Durante a temporada passada, as lesões de Ristovski e os problemas disciplinares do lateral macedónio, que viu o cartão vermelho na antecâmara de dois jogos importantes, deixaram visível que o Sporting precisava de reforçar a direita defesa durante o mercado de verão, já que a alternativa Bruno Gaspar não chegava para as ambições da equipa, as necessidades leoninas e aquilo que era pedido por Marcel Keizer. Desta forma, e assim que a janela de transferências abriu, os leões abriram também a busca por um lateral direito: o escolhido foi Valentin Rosier, francês do Dijon que ainda está a recuperar de problemas físicos e ainda não se estreou pelo Sporting.

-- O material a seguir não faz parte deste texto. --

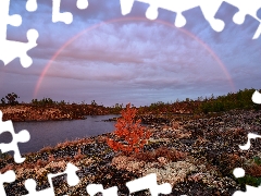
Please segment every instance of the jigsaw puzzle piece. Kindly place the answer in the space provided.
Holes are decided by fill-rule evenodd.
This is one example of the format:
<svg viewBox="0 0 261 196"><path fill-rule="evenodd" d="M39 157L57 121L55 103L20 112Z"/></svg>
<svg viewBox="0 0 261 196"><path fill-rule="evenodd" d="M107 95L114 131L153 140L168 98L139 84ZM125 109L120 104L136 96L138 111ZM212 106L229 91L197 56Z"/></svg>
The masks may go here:
<svg viewBox="0 0 261 196"><path fill-rule="evenodd" d="M48 176L48 182L50 184L50 187L46 188L46 189L42 189L42 191L39 191L39 192L36 191L35 180L33 180L33 179L26 180L25 181L25 187L28 191L27 196L36 196L36 195L37 196L47 196L47 195L48 196L54 196L54 187L53 187L53 184L52 184L52 179L55 177L55 176L59 176L59 175L63 175L63 174L67 174L67 184L70 186L77 185L78 182L79 182L79 179L76 175L77 170L78 170L77 167L75 167L72 163L67 163L67 167L66 167L64 172L57 173L57 174L49 173L47 176Z"/></svg>
<svg viewBox="0 0 261 196"><path fill-rule="evenodd" d="M7 39L8 25L20 26L22 24L22 17L18 14L9 15L10 0L0 1L0 41Z"/></svg>
<svg viewBox="0 0 261 196"><path fill-rule="evenodd" d="M39 35L37 30L29 29L27 32L28 42L7 40L8 25L20 26L22 23L22 17L20 15L9 15L9 7L10 0L0 1L0 60L7 65L18 57L21 64L24 68L28 68L33 63L33 60L26 52L37 46L36 40Z"/></svg>
<svg viewBox="0 0 261 196"><path fill-rule="evenodd" d="M246 185L246 192L237 191L233 194L233 196L241 196L241 195L259 196L261 195L261 186L253 187L253 186Z"/></svg>
<svg viewBox="0 0 261 196"><path fill-rule="evenodd" d="M20 58L20 62L24 68L32 65L33 60L27 56L27 51L37 46L36 40L38 38L38 32L29 29L27 32L28 42L18 42L11 40L0 41L0 59L4 64L10 63L16 57Z"/></svg>
<svg viewBox="0 0 261 196"><path fill-rule="evenodd" d="M11 183L15 181L15 173L13 170L9 170L5 173L0 173L0 195L5 196L5 191L3 187L3 183Z"/></svg>
<svg viewBox="0 0 261 196"><path fill-rule="evenodd" d="M37 10L37 0L27 0L26 10L28 12L35 12Z"/></svg>
<svg viewBox="0 0 261 196"><path fill-rule="evenodd" d="M203 16L215 32L221 32L225 27L225 23L222 20L215 19L215 14L220 9L222 2L223 0L215 0L215 1L201 0L200 1L200 9L203 13Z"/></svg>
<svg viewBox="0 0 261 196"><path fill-rule="evenodd" d="M71 24L73 22L73 14L71 12L60 12L61 0L52 0L52 22L63 22ZM88 7L88 0L77 0L77 8L83 10Z"/></svg>
<svg viewBox="0 0 261 196"><path fill-rule="evenodd" d="M88 0L77 0L77 8L80 10L87 9L89 3Z"/></svg>
<svg viewBox="0 0 261 196"><path fill-rule="evenodd" d="M3 132L10 132L12 134L12 142L10 144L0 144L0 149L2 152L14 151L14 161L21 163L25 158L21 157L17 143L26 143L29 140L30 135L26 130L15 133L13 128L12 121L2 121L2 111L0 111L0 134Z"/></svg>
<svg viewBox="0 0 261 196"><path fill-rule="evenodd" d="M260 25L253 35L253 39L257 39L261 34L261 19L258 16L258 11L261 8L261 1L249 2L246 0L226 0L226 2L239 9L239 11L233 17L233 21L236 24L243 24L246 15L251 15L260 22Z"/></svg>
<svg viewBox="0 0 261 196"><path fill-rule="evenodd" d="M158 196L159 194L170 194L172 192L171 184L169 183L164 183L161 185L157 184L156 173L151 173L144 177L127 182L126 186L128 187L129 193L149 189L151 196Z"/></svg>
<svg viewBox="0 0 261 196"><path fill-rule="evenodd" d="M254 103L258 103L258 105L261 105L261 94L256 90L253 94L252 94L252 101Z"/></svg>
<svg viewBox="0 0 261 196"><path fill-rule="evenodd" d="M71 24L73 22L73 14L71 12L60 12L61 0L52 0L52 22L63 22Z"/></svg>

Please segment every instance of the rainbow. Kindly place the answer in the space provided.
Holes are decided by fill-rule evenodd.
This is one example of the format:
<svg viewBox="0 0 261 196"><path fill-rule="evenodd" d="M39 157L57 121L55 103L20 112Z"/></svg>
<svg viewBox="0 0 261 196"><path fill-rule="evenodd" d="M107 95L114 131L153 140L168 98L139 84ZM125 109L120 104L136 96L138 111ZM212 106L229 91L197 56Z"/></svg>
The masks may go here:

Ora, a lesão de Rosier, aliada à de Ristovski, voltava a deixar os leões com o mesmo problema na direita da defesa logo na pré temporada. À partida, a solução seria então Bruno Gaspar, tal como foi durante toda a época passada; ou então Tiago Ilori, central que chegou em janeiro e que está habituado a jogar a lateral quando necessário. Mais abaixo nas apostas, com toda a certeza, estava Thierry Correia, jovem de 20 anos formado em Alcochete que mereceu a confiança de Keizer em dois jogos da Liga Europa no ano passado (Vorskla Poltava e Qarabag). Um mês depois do início dos trabalhos, o lateral superou a concorrência e surgiu como titular no jogo da Supertaça Cândido de Oliveira contra o Benfica.

Além de ser totalmente crucial pouco depois do primeiro quarto de hora, onde desarmou Seferovic quando o suíço já se preparava para inaugurar o marcador, Thierry Correia realizou uma boa exibição frente aos encarnados e mostrou-se sempre muito preparado para jogos de primeira linha e para as grandes decisões. Mesmo sendo protagonista no primeiro golo dos encarnados, já que ficou indeciso entre Raúl de Tomás e Rafa e acabou por deixar o internacional português solto nas costas, o lateral foi um dos melhores do Sporting e não escondeu as lágrimas quando Chiquinho marcou o quinto do Benfica, já em cima do minuto 90.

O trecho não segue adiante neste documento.